Results. The prevalence of perforating vein reflux was high (42%) and comparable in both groups A and B. Tests were conducted that were considered valid for 226 of the 280 patients in Group A and for 231 of the 280 patients in Group B. Overall, healing times were shorter for Group A. Healing times were significantly shorter for patients in Group A with isolated saphenous reflux and combined saphenous/perforators reflux compared with similarly affected patients in Group B. On the other hand, no significant differences were found in the healing times for patients with isolated perforators reflux in both groups. The percentage of total recurrence was lower in Group A. Almost all recurrences in both groups concerned patients who had combined saphenous and perforators reflux when testing began.
Conclusion.

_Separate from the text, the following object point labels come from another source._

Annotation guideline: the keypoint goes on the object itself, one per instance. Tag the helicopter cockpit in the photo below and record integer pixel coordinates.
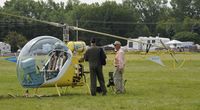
(41, 60)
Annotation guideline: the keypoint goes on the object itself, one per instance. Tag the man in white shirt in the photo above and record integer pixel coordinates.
(119, 63)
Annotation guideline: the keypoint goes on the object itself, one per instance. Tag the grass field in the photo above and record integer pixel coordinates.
(149, 87)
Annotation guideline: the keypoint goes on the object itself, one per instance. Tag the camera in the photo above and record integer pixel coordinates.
(110, 80)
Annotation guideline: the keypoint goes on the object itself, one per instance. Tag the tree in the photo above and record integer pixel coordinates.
(151, 11)
(15, 40)
(183, 8)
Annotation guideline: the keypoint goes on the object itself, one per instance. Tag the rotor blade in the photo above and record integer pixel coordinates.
(32, 19)
(110, 35)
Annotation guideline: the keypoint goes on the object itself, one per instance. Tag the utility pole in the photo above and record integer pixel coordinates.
(66, 33)
(76, 30)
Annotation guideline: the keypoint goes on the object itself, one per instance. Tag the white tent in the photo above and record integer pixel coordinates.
(174, 42)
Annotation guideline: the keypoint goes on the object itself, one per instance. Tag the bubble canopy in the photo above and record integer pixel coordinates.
(38, 56)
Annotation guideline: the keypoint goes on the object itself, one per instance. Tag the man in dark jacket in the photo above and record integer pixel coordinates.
(95, 56)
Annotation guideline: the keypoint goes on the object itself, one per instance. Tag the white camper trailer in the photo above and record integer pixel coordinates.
(131, 45)
(5, 48)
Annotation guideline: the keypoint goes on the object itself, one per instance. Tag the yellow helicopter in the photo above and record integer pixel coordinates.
(46, 61)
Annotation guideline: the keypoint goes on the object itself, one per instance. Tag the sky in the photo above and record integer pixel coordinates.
(82, 1)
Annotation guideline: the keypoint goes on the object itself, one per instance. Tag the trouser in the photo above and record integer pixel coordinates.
(96, 72)
(118, 80)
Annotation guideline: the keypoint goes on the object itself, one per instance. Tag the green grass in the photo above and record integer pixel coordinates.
(149, 87)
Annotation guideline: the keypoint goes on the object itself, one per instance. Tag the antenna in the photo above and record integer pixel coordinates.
(66, 33)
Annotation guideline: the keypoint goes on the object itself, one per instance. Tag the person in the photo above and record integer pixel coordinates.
(119, 63)
(94, 55)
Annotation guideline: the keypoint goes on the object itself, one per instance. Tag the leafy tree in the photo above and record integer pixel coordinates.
(183, 8)
(151, 11)
(187, 36)
(15, 40)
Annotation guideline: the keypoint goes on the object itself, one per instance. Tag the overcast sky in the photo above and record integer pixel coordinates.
(82, 1)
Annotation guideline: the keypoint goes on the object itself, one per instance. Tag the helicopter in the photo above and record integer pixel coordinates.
(46, 61)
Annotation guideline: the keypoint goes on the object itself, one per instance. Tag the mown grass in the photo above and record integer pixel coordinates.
(149, 87)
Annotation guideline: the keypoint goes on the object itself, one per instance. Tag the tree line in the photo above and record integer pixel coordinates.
(132, 18)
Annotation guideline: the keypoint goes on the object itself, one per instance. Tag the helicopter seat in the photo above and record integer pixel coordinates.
(31, 77)
(54, 65)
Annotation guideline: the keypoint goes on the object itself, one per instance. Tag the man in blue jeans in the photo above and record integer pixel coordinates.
(95, 56)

Based on our data and our positive personal experiences of using ELT, particularly in the subgroups with perforating vein reflux, the correction of this reflux with minimally invasive laser surgery can be expected to heal most leg ulcers with primary CVI and reduce the recurrence of ulcers within the first three years after treatment. However, the value of such treatment for saphenous reflux alone remains unclear.